Friday, department brass and city officials leaned heavily into recommitting to that original purpose, introducing the public to the city’s 54 officer recruits, the largest police academy class in a decade.
With 110 officers in the pipeline to bolster a police force that has struggled to field barely over 900 officers in the past two years — the last time that’s happened since the early-1980s — Police Chief Eddie Garcia stood in the seven-year-old substation’s ultra-modern, light-bathed meeting room and preached hope.
“We’re going to have some conversations in the next six months on how to utilize the substation in the way it was intended … I couldn’t even talk about that a year ago,” Garcia said. “There has been
no bigger symbol of our demise than having this big beautiful building and have it be empty.”
For Garcia, reviving the substation would cap a bevy of plans he has for the incoming manpower help, which includes restoring the breadth of investigative and traffic units and bolstering vice-crime investigations.
Sam Liccardo, who as city councilman and now mayor often found himself at the center of the “strained” political battle over pay, pension and disability benefits that helped drive the department from a corps of 1,400 to its current state, basked in the recruitment news.
“We are here because we’re proud to commemorate the San Jose Police Department’s rebirth,” Liccardo said. “SJPD is back.”
A few hallways down, academy instructor Sgt. Paul Fontaine was giving the tan-uniformed cadets — they get their dress blues after graduation — their inaugural instructions. They sat in a classroom that was originally meant to be a stable of sorts for patrol officers. Rows of desks emanated from the front of the room, and a year ago, when the academy graduated seven officers, they occupied maybe the first two rows.
On Friday, with Academy 30 in the house, nearly all those rows were full. With TV cameras looking on, no doubt adding to the nerves of the new class, Garcia and Liccardo made a show of conveying their value.
“You are joining a great department,” Liccardo said. “You are also going to serve a grateful department.”
Besides bringing in fresh recruits, Garcia restated his intentions to lure back officers who left the department over the past several years out of frustration with the pay and benefit negotiations. Armed with a new contract that will infuse healthy raises over the next three years, Garcia says that mission is slowly coming along, with four lateral hires so far this year, compared to none last year.
“Officers were taken from us,” he said. “I have no bones about taking them back.”
Santa Clara County District Attorney Jeff Rosen also chimed in, extolling the ancillary safety benefits of a robust SJPD for the broader region given San Jose’s dominant geographical and cultural footprint.

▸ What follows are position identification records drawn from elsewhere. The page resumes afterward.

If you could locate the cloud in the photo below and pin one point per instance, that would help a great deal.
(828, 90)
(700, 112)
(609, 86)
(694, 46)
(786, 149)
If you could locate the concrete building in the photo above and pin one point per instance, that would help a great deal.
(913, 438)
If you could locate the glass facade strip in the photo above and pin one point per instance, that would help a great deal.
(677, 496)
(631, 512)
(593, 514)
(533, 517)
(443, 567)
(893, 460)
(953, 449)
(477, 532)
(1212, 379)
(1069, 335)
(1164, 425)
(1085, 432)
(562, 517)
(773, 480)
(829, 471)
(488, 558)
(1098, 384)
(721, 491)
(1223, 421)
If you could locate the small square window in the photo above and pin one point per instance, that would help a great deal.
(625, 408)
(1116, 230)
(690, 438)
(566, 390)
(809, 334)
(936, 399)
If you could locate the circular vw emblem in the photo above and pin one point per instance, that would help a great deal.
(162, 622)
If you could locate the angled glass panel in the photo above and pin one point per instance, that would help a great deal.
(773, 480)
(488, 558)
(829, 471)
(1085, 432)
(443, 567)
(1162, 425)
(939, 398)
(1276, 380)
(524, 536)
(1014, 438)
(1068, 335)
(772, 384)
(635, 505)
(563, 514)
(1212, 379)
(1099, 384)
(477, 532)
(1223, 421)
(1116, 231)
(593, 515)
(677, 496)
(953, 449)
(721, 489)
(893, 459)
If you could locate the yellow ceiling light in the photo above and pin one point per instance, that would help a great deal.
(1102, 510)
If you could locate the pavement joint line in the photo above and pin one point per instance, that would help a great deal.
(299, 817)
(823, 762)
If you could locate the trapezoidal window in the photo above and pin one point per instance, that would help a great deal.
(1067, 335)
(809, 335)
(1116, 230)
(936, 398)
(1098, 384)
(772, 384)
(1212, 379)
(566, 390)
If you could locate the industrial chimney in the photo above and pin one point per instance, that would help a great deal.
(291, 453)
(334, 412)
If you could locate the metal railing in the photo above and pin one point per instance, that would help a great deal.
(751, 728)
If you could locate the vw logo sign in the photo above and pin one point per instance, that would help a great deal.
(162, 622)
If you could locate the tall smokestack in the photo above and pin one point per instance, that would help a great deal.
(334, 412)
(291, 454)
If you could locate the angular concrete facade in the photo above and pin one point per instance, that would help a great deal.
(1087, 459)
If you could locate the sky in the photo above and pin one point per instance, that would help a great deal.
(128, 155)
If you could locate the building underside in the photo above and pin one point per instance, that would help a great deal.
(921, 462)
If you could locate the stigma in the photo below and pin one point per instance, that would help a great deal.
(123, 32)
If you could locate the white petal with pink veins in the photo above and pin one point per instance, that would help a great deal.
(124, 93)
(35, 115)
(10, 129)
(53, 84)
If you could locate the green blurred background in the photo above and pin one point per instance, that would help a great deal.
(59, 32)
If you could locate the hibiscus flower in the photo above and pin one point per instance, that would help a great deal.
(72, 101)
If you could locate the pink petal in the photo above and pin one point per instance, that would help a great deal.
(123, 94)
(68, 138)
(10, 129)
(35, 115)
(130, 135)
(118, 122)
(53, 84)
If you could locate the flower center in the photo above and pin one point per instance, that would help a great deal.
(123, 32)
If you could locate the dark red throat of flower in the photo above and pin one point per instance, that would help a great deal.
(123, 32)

“This will also help relieve crime throughout our county,” Rosen said.
But with all of the optimism being gushed Friday, Garcia added his now-signature brand of pragmatism so as to temper expectations no matter how good the trajectory is. For instance, even counting the recruits, the department is still over 100 short of its authorized strength of 1,109 officers, a number Garcia hopes would have to be raised if and when it is reached.
“We didn’t get into this mess overnight,” he said, “and we’re not going to get out of it overnight.”